By Yota Georgakopoulou
A: AppTek is a great choice of workplace for me because it is a mix of a small startup company but also a company with many years of experience, with a core of people who are interested in research and allow you time for scientific publications. It is easy in such an environment to have your ideas implemented, put into production and to do so very fast. We serve client requests very quickly; I like the short decision path and the great interactions with customers, the users of our technology, from who we can get direct feedback easily and improve our models. This is something I particularly enjoy, so after spending four years at a large company with a lot more bureaucracy, I decided to come back to a smaller one.

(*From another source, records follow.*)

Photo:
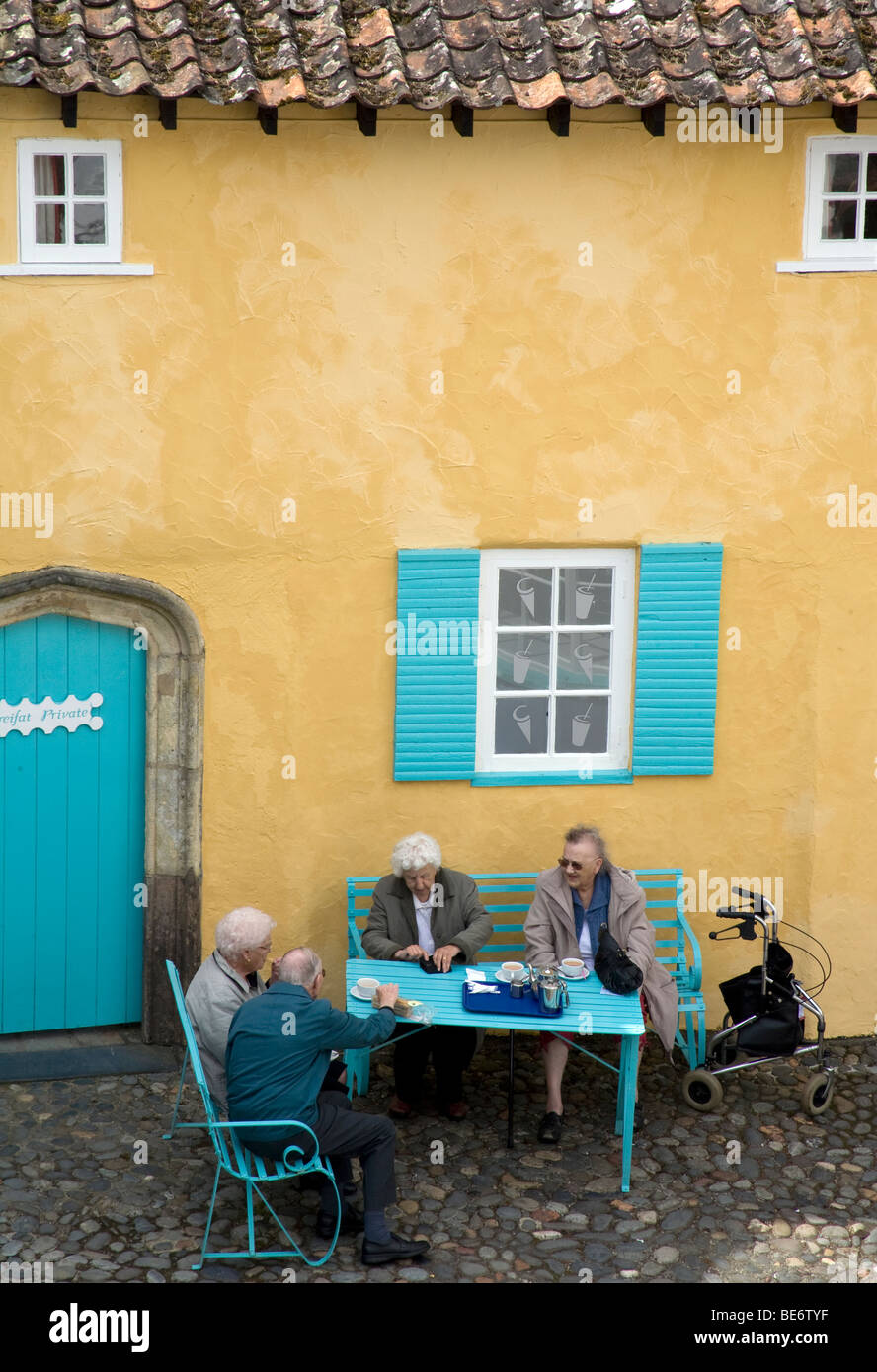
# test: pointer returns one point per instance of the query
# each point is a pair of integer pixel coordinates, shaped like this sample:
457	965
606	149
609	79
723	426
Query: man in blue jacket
277	1061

At AppTek I am the lead architect for MT, which means I lead a team of people who are all very talented and experienced researchers. Most of them work independently to a large extent, and I simply direct them down the path we need to go. But they also come up with their own ideas and develop parallel paths of their own. The other part of my role has to do with coming up with new ideas in the core MT research or in the applied research side of things, i.e., how to do things better. This creates an opportunity, especially for the more junior members of the team, to come up with their own ideas and perform quick implementations and tests that I may not have time to do myself. The result is new solutions that can be tested and implemented quickly to solve specific problems. I also enjoy programming and training models myself, and in a company of this size I still manage to find the time to do so.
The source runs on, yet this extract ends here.